Demorei muito para ser avó. Talvez por ter tido as três filhas muito cedo, na inexperiência dos meus 22, 24 e 27 anos, longe do apoio das avós e dos parentes, num tempo de muito trabalho e correria que impedia a descontraída curtição de todos os bons momentos vividos.
E foram tantos, mas passaram tão rapidamente que parece que não foram suficientemente curtidos. Ficou uma imensa saudade, uma nostalgia daquele tempo quando os bracinhos de crianças se erguiam pedindo colo, seguravam nosso pescoço, quando a casa se enchia de alegria com o agito infantil, a mesa era farta de coisas “que a mãe fazia” no tempo em que podíamos comer de tudo sem medo dos quilinhos a mais na balança…
Os anos passaram, as meninas cresceram, passaram por todas as etapas da infância, adolescência, juventude, saíram de casa para estudar, vencer suas batalhas, seguir o seu caminho, construir sua vida. Ficou a interminável saudade de um tempo perdido sem ter sido devidamente curtido. Meu Deus, porque cresceram tão rapidamente! Sim, reconheço que pedi por isso muito em minhas orações… Restou rezar muito pedindo a bênção dos netos!!! E mais uma vez Deus nos atende e por sete vezes nos dá a dádiva deste presente maravilhoso que é receber “Completamente grátis – nisso é que está a maravilha. Sem dores, sem choro, aquela criancinha da sua raça, da qual você morria de saudades, símbolo ou penhor da mocidade perdida. Pois aquela criancinha, longe de ser um estranho, é um menino que se lhe é “devolvido”.” Faço minhas as palavras da Rachel de Queiroz.
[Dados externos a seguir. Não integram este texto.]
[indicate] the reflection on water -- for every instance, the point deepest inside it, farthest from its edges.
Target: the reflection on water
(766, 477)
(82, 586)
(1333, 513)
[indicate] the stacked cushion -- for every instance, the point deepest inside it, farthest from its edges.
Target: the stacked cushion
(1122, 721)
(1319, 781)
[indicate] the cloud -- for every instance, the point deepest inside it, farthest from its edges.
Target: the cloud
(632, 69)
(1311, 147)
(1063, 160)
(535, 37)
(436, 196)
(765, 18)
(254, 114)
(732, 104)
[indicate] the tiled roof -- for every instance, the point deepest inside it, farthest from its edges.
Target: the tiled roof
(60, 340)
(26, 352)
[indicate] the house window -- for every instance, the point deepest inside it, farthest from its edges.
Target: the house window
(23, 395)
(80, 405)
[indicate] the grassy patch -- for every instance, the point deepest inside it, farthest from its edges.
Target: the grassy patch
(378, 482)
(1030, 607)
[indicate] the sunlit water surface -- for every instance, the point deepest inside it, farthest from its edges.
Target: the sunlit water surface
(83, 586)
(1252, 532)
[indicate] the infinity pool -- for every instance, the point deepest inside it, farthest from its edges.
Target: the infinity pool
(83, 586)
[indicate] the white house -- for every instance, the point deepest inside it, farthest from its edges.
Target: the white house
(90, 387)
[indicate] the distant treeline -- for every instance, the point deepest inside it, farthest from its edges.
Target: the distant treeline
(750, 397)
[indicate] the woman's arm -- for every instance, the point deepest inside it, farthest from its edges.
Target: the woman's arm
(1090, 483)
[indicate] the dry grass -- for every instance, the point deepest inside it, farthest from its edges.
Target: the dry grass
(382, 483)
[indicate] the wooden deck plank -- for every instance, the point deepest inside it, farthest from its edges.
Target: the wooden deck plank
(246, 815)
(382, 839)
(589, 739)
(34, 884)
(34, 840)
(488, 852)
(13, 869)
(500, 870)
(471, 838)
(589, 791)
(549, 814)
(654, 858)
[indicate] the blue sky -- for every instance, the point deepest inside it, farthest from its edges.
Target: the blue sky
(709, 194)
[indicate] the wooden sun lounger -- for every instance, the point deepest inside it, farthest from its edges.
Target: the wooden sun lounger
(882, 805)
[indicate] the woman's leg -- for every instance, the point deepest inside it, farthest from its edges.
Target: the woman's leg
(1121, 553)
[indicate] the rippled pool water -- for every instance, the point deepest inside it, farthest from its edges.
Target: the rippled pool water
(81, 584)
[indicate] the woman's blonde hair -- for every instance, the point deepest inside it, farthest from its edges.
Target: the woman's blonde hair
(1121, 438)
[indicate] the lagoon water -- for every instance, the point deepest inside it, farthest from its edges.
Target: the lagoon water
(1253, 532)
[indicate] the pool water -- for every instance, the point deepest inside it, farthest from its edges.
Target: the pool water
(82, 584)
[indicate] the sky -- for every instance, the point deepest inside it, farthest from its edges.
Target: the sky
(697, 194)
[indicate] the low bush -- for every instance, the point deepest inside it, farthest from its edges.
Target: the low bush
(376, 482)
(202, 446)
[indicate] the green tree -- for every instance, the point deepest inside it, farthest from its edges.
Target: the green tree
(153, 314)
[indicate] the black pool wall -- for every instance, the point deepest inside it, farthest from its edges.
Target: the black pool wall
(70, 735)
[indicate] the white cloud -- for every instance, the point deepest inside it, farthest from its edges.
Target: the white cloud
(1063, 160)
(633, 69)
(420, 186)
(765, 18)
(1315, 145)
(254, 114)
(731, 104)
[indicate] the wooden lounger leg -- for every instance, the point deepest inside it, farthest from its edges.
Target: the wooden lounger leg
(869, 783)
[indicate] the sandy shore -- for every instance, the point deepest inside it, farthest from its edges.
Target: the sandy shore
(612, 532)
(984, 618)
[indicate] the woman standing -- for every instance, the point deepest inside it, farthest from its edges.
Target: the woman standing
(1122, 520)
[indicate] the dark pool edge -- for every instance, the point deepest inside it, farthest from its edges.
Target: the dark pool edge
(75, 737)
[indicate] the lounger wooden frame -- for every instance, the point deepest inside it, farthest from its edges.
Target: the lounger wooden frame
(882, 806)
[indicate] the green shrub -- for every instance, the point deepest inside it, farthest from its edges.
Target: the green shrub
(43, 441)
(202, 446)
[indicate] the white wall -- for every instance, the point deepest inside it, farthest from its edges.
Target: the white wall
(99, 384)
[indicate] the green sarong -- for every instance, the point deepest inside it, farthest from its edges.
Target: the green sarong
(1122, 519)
Sim, ser AVÓ É UMA ARTE!
E agora fico a rezar por estes sete anjos, João Antonio, Isabel, Maria Luiza, Laura, Francisco, Ricardo e Julia, preocupada com o futuro deles, querendo ajudar no que posso, mesmo que a distância, curtindo cada fase desta infância tão rica de encantos, relembrando cada palavra, frase, sorriso, peraltice de cada um de nossos tesouros.
Não me incomoda envelhecer, mas a cada difícil separação, as dores no corpo avisam que os netos estão crescendo (depressa demais…) e que não temos mais a força da juventude para dar-lhes todo o colinho de avó que gostaríamos… Mas sentada é possível sim, cantar mais uma vez canções de ninar para os pequenos, deixando marcada a grandeza de nosso amor neste coraçãozinho amado, na esperança de que no futuro (quando não estivermos mais aqui…) eles lembrem com saudades da voz, do colo da vovó…
“Feche os olhos, ouça sua voz. Faça uma gravação imaginária. Guarde na sua melhor gaveta. Ouça de novo. Garanta que não esquece. Elas não duram para sempre. Mas a voz delas sim. A voz delas marca- e fica. Ouça enquanto pode e guarde naquela sua gaveta. Na melhor gaveta de todas, já que não podemos simplesmente atracá-las ao peito.” Se os netos acolherem o que pede Ruth Manus, a imortalidade será realidade!